The Quebec presence in Monaco
I don’t think I would have accepted this invitation if I hadn’t felt there was a story to tell for readers here. The Prince Pierre of Monaco Foundation, created in 1966 by Prince Rainier III in tribute to his father, awards literary prizes every year and, every three years, musical and artistic prizes. The Literary Prizes are divided into three stages: the Literary Prize which rewards an entire career (with a grant of 25,000 euros), the Discovery Grant for first novels (12,000 euros) and the Coup of hearts of high school students (6000 euros).
These awards often kick off the awards season in Europe and are strangely little known, particularly in Quebec. However, they celebrated local writers, such as Anne Hébert, Michel Tremblay and Marie-Claire Blais for their entire careers – Victor-Lévy Beaulieu was on the verge of having it, but would not have wanted to take the plane – and recently Éric Chacour for the Discovery Exchange.
Moreover, Marie-Claire Blais was a long time member of the literary council and when I see Pierrot’s look, I think of the eternal leather jacket that Blais wore. When she died, Dominique Fortier was asked to succeed her, and she accepted, thus joining another famous compatriot on the board: Dany Laferrière.
Fortier and Laferrière together, these are voices that weigh a little in the balance during the deliberations. “Our goal is to contaminate them,” Dany told me with a laugh during an official lunch where he was seated next to the princess, with whom he clearly has affinities.
This great dandy, immortal of the French Academy, has his entries everywhere, and everyone is eager for him. I chatted a lot with Dany and Dominique during these two days where I was able to see that despite a certain protocol in superb places like the Hermitage hotel or the Garnier room of the Monte-Carlo opera, everything goes smoothly. rather friendly and good-natured manner. Through this, I found Pierrot truly moving, sincere and true among so many great names in literature combined. She was constantly approached by people who wanted to congratulate and encourage her.
The most interesting thing is that the Prince Pierre of Monaco Foundation has the firm intention of focusing on the French-speaking world in literature, of moving away from the overly French side of the prizes, explains its press officer, Frédéric Cauderlier, adding that the writers Quebecois have really been popular for several years. This was confirmed to me by Princess Caroline of Monaco herself, with whom I chatted for a few minutes, after being introduced to her by Dany Laferrière (I still can’t believe it).

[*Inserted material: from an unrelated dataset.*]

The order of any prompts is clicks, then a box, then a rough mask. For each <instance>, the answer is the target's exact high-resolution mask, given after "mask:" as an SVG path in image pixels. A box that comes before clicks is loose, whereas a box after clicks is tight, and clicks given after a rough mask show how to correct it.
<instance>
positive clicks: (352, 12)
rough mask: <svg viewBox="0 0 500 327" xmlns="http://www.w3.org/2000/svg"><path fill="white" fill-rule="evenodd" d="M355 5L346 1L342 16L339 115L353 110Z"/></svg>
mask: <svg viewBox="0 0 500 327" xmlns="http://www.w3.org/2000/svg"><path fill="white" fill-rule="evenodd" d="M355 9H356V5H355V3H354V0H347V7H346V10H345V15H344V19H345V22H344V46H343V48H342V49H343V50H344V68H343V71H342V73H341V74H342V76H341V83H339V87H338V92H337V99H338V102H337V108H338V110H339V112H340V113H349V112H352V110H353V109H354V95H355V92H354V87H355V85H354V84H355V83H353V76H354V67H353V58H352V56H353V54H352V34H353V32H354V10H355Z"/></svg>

The princess, who chairs the literary council and participates in the deliberations, is very involved and reads all the books in the running. “She’s a great reader,” Éric Chacour told me, who wanted to encourage Pierrot by writing to me on Instagram. During the ceremony, Caroline of Monaco underlined with emotion that all the novels of the Discovery Exchange were particularly remarkable this year and her personal greeting to Pierrot when leaving the reception after the ceremony seemed to say that the adventure was not finished.
“It’s a great victory for Sacha who was stuck in her cabin,” Pierrot told me the day before, about his nomination. Even without having received the scholarship, this is entirely true.
Transport and accommodation costs for this report were paid by the Prince Pierre of Monaco Foundation, which had no right to review its content.